Let it be finished. Now.

He gave the order and Richard went to organize the attack. He looked up at the keep but could no longer see where Simon and Moira stood. He muttered a prayer for
her protection. Would the Christian saints help her, considering the sin of their love?

Just to be on the safe side he made the same request of Kovas, the god of war.

They could see it all from the keep's roof. Like gods watching from a high mountain, they saw the battle peak and then suddenly end when the gate opened. Simon's men pressed shoulder to shoulder along the battlements of the inner wall and shot arrows at the army invading the outer yard, but Moira could tell from Simon's expression that he expected no more fighting this night.

Her eyes never left Addis, even while he fought atop the gate. She saw the moment when he noticed her, and then the savage mayhem that followed.

“He will at least wait until morning to attack again. I expect he will want to parlay first,” Simon said while they watched the provisions being pulled out the gate. “It will give me a few hours to discover what makes you so valuable.”

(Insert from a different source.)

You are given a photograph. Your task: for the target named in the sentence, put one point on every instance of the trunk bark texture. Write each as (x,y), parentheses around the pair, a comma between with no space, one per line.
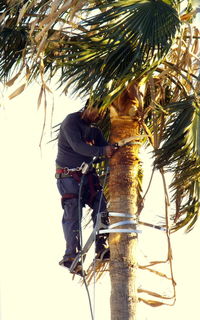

She fixed him with one of Claire's haughty glares but it did not dull his leer. “He does not fight for me, Simon. There will be no parlay and no terms, and he will not wait until morning. Do you see any camps forming out on the field? Look you to Owen. He knows it is not over.”

The red-haired knight paced around the wall's walk, checking the deployment of the enemy. Simon's gaze found him. “He will see that Addis does not enter, or does not live long if he does.”

“You have great faith in your friend. Do you really think he will die to protect your hold on Barrowburgh?”

“Nay, probably not. But he will fight to the death to protect himself from Addis's revenge.”